When values or assumptions are uncertain or of disputable quality, NICE might question the appropriateness of including carer HRQoL. In one instance (TA738), the Evidence Review Group (ERG) expressed doubts on the clinical plausibility of the values and the poor reporting of the methods. In such cases, values from high-quality de novo studies and literature (including previous appraisals) can be argued to best substantiate the clinical plausibility of the proposed approach. Focus should be on the plausible causal link between the intervention and carer HRQoL, and on the plausibility of the magnitude of the carer impact relative to the patient impact.

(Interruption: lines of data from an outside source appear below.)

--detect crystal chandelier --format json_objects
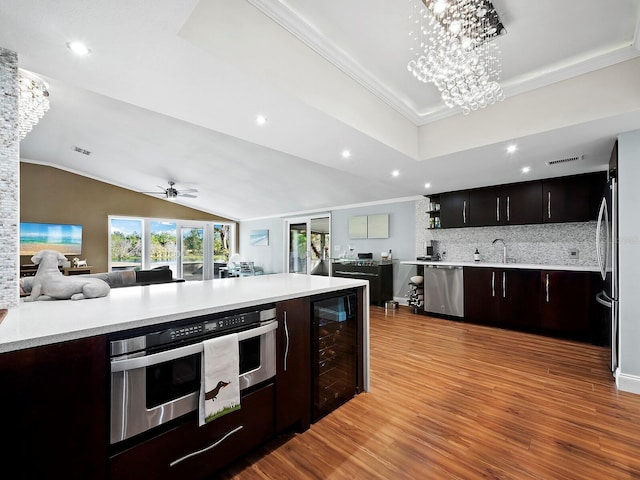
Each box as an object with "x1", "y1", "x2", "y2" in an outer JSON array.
[
  {"x1": 407, "y1": 0, "x2": 505, "y2": 115},
  {"x1": 18, "y1": 69, "x2": 49, "y2": 140}
]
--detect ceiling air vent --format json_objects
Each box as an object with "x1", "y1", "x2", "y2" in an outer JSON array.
[
  {"x1": 546, "y1": 155, "x2": 584, "y2": 165},
  {"x1": 71, "y1": 145, "x2": 91, "y2": 155}
]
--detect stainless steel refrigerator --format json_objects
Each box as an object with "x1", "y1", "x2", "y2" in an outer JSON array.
[{"x1": 596, "y1": 175, "x2": 619, "y2": 374}]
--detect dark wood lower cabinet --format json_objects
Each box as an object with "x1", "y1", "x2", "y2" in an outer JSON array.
[
  {"x1": 0, "y1": 336, "x2": 108, "y2": 479},
  {"x1": 540, "y1": 270, "x2": 591, "y2": 338},
  {"x1": 464, "y1": 267, "x2": 540, "y2": 329},
  {"x1": 331, "y1": 260, "x2": 393, "y2": 307},
  {"x1": 276, "y1": 298, "x2": 311, "y2": 432},
  {"x1": 109, "y1": 384, "x2": 275, "y2": 480},
  {"x1": 464, "y1": 267, "x2": 596, "y2": 345}
]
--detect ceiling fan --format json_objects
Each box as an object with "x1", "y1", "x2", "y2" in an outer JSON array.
[{"x1": 142, "y1": 181, "x2": 198, "y2": 200}]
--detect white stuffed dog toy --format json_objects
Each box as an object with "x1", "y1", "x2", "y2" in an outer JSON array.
[{"x1": 24, "y1": 250, "x2": 111, "y2": 302}]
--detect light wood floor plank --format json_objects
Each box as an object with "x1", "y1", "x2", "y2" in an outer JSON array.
[{"x1": 216, "y1": 307, "x2": 640, "y2": 480}]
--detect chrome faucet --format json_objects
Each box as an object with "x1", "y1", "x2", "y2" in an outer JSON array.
[{"x1": 491, "y1": 238, "x2": 507, "y2": 263}]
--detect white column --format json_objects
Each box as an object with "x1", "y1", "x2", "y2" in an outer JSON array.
[{"x1": 0, "y1": 47, "x2": 20, "y2": 309}]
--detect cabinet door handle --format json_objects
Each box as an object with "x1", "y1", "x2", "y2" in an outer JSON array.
[
  {"x1": 169, "y1": 425, "x2": 243, "y2": 467},
  {"x1": 545, "y1": 273, "x2": 549, "y2": 303},
  {"x1": 491, "y1": 272, "x2": 496, "y2": 297},
  {"x1": 502, "y1": 272, "x2": 507, "y2": 298},
  {"x1": 284, "y1": 312, "x2": 289, "y2": 372}
]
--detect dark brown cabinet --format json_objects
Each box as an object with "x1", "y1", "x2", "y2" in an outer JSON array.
[
  {"x1": 540, "y1": 270, "x2": 592, "y2": 338},
  {"x1": 0, "y1": 336, "x2": 108, "y2": 479},
  {"x1": 331, "y1": 260, "x2": 393, "y2": 307},
  {"x1": 542, "y1": 172, "x2": 607, "y2": 223},
  {"x1": 109, "y1": 384, "x2": 274, "y2": 480},
  {"x1": 440, "y1": 190, "x2": 469, "y2": 228},
  {"x1": 276, "y1": 298, "x2": 311, "y2": 432},
  {"x1": 433, "y1": 172, "x2": 606, "y2": 228},
  {"x1": 464, "y1": 267, "x2": 540, "y2": 329}
]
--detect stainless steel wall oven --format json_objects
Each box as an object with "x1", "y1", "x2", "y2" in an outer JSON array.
[{"x1": 110, "y1": 306, "x2": 278, "y2": 445}]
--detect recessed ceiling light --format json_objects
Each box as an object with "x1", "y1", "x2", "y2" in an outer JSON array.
[{"x1": 67, "y1": 42, "x2": 91, "y2": 57}]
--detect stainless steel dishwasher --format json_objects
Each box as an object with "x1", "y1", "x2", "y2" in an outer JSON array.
[{"x1": 424, "y1": 265, "x2": 464, "y2": 317}]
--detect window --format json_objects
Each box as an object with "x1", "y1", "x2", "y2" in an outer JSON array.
[
  {"x1": 109, "y1": 218, "x2": 142, "y2": 271},
  {"x1": 149, "y1": 220, "x2": 178, "y2": 277},
  {"x1": 109, "y1": 216, "x2": 236, "y2": 280}
]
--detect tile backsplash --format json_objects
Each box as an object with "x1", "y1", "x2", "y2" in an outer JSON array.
[{"x1": 416, "y1": 198, "x2": 598, "y2": 266}]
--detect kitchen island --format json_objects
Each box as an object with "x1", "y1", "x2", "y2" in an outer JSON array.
[
  {"x1": 0, "y1": 274, "x2": 369, "y2": 479},
  {"x1": 0, "y1": 274, "x2": 368, "y2": 353}
]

The distinction between the caregiving effect (i.e. the indirect effect of providing informal care on carer HRQoL) and the family effect (i.e. the direct effect of having an ill family member on carer HRQoL) is important to consider when determining the effects on carers (Bobinac et al., Reference Bobinac, Van Exel, Rutten and Brouwer2010). The HRQoL T&F Group proposed not to consider family effect in economic evaluations since evidence in this area is scarce. The NICE methods guide does not specifically exclude non-carers from the evaluation, although it mentions that ‘other people’ affected by the intervention are mainly carers. However, excluding family effects could mean that a real and substantial effect is not accounted for in appraisals. Moreover, previous studies showed that disentangling the carer and family effects is complicated (Bobinac et al., Reference Bobinac, Van Exel, Rutten and Brouwer2010; Hoefman et al., Reference Hoefman, Van Exel and Brouwer2013), making guidance to exclude family effects – which may also occur in informal carers, next to the caregiving effect – challenging to implement in practice.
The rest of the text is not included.